Hi,
after upgrading from NDB 7.2.13 to 7.3.5 and 7.3.6, we experience random node crashes and finally the whole cluster dies.
Setup:
4 data nodes, 256 GB each, 6 cores with HT enabled each, no numa, pinned threads to CPUs (see config)
Crash errors are mostly (with 7.3.6):
Time: Thursday 24 July 2014 - 22:13:35
Status: Temporary error, restart node
Message: Internal program error (failed ndbrequire) (Internal error, programming error or missing error message, please report a bug)
Error: 2341
Error data: DblqhMain.cpp
Error object: DBLQH (Line: 8862) 0x00000006
Program: ndbmtd
Pid: 22137 thr: 3
Version: mysql-5.6.19 ndb-7.3.6
Trace: /mnt/data/cluster/ndb_4_trace.log.9 [t1..t10]
With 7.3.5 we encountered:
(Version 7.3.5)
tatus: Temporary error, restart node
Message: Assertion (Internal error, programming error or missing error message, please report a bug)
Error: 2301
Error data: Illegal signal received (GSN 40 not added)
Error object: Illegal signal received (GSN 40 not added)
Program: ndbmtd
Pid: 6029 thr: 0
Version: mysql-5.6.17 ndb-7.3.5
Trace: /mnt/data/cluster/ndb_6_trace.log.8 [t1..t10]
More details here
http://bugs.mysql.com/bug.php?id=73339
Cluster was upgraded with rolling restart first. After the crashes, we started the nodes with --initial and restored the data with ndb_restore. No we do this nearly twice a day since Monday - memory usage is around 63% of configured cluster memory.

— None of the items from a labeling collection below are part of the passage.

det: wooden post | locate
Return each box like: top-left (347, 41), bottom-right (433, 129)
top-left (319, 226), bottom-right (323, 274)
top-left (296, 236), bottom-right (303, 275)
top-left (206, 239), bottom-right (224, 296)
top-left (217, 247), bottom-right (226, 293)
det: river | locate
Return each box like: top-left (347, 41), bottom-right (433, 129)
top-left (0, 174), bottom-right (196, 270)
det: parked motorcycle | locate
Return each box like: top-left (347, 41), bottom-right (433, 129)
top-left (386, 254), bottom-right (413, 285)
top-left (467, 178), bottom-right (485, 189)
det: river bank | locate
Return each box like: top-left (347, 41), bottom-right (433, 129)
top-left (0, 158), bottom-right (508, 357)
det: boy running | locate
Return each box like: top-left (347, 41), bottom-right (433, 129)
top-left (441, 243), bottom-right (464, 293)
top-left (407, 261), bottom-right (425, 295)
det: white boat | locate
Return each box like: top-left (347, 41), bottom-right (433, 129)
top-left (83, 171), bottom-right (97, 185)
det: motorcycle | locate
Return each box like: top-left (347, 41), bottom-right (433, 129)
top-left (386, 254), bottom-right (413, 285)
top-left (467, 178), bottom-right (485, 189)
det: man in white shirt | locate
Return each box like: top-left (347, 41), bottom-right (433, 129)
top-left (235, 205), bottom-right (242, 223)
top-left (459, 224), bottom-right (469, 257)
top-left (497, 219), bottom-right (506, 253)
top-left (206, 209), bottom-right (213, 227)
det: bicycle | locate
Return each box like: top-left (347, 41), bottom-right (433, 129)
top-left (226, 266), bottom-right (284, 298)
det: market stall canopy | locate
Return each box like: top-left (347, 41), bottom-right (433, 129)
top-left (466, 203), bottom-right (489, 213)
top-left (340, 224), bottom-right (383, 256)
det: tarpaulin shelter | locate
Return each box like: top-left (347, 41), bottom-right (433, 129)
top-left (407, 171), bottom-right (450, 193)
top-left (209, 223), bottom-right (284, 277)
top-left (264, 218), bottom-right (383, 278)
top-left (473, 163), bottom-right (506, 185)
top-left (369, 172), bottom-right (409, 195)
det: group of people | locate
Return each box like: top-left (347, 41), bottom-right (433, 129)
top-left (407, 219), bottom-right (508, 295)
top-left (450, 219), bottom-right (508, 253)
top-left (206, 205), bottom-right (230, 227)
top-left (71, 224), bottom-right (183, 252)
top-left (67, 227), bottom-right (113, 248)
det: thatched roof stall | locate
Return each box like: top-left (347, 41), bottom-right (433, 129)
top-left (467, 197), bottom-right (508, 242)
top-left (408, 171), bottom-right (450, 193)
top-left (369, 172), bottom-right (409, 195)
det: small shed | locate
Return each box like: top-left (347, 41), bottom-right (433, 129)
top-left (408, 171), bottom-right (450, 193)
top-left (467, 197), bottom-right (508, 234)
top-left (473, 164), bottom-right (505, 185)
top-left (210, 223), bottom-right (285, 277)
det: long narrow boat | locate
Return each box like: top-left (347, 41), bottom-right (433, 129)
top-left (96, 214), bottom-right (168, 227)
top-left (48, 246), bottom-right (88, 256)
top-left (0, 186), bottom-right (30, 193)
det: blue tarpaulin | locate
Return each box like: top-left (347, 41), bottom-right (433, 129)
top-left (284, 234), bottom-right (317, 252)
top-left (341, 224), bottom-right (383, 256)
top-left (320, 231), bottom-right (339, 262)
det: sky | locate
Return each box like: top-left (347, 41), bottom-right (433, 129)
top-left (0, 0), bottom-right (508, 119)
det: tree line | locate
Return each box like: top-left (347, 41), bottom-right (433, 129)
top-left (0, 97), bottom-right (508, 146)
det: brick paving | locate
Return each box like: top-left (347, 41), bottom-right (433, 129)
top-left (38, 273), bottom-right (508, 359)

NDB config (important part) here:
[NDBD DEFAULT]
NoOfReplicas=2
Datadir=/mnt/data/cluster
FileSystemPathDD=/mnt/data/cluster
DataMemory=183000M
IndexMemory=53000M
LockPagesInMainMemory=1
MaxNoOfConcurrentOperations=2000000
TransactionDeadlockDetectionTimeout=10000
StringMemory=25
MaxNoOfTables=4096
MaxNoOfOrderedIndexes=2048
MaxNoOfUniqueHashIndexes=512
MaxNoOfAttributes=24576
MaxNoOfTriggers=14336
DiskCheckpointSpeed=100M
FragmentLogFileSize=128M
InitFragmentLogFiles=SPARSE
NoOfFragmentLogFiles=300
RedoBuffer=64M
CompressedLCP=1
TimeBetweenLocalCheckpoints=20
TimeBetweenGlobalCheckpoints=1000
TimeBetweenEpochs=100
MemReportFrequency=30
BackupReportFrequency=10
### Params for setting logging
LogLevelStartup=15
LogLevelShutdown=15
LogLevelCheckpoint=8
LogLevelNodeRestart=15
### Params for increasing Disk throughput
BackupMaxWriteSize=1M
BackupDataBufferSize=16M
BackupLogBufferSize=4M
BackupMemory=20M
### Backup Settings
BackupDataDir=/var/lib/mysql-cluster/backup
CompressedBACKUP=1
#Reports indicates that odirect=1 can cause io errors (os err code 5) on some systems. You must test.
ODirect=1
### Watchdog
TimeBetweenWatchdogCheckInitial=60000
TransactionInactiveTimeout=60000
### DISK DATA
SharedGlobalMemory=20M
DiskPageBufferMemory=64M
### Multithreading
ThreadConfig=ldm={count=4,cpubind=2,3,4,5},tc={count=2,cpubind=6,7},recv={count=2,cpubind=8,9},send={count=1,cpubind=10},main={count=1,cpubind=11},io={count=1,cpubind=11}
### Increasing the LongMessageBuffer b/c of a bug (20090903)
LongMessageBuffer=32M
BatchSizePerLocalScan=512
DiskCheckpointSpeedInRestart=100M
Any ideas? Maybe disable thread pinning? Increase max total operations / transactions?
One important thing: all tables are "non-logging" which means, not persistent so it is for sure not a file system related issue.
Thanks!
Christian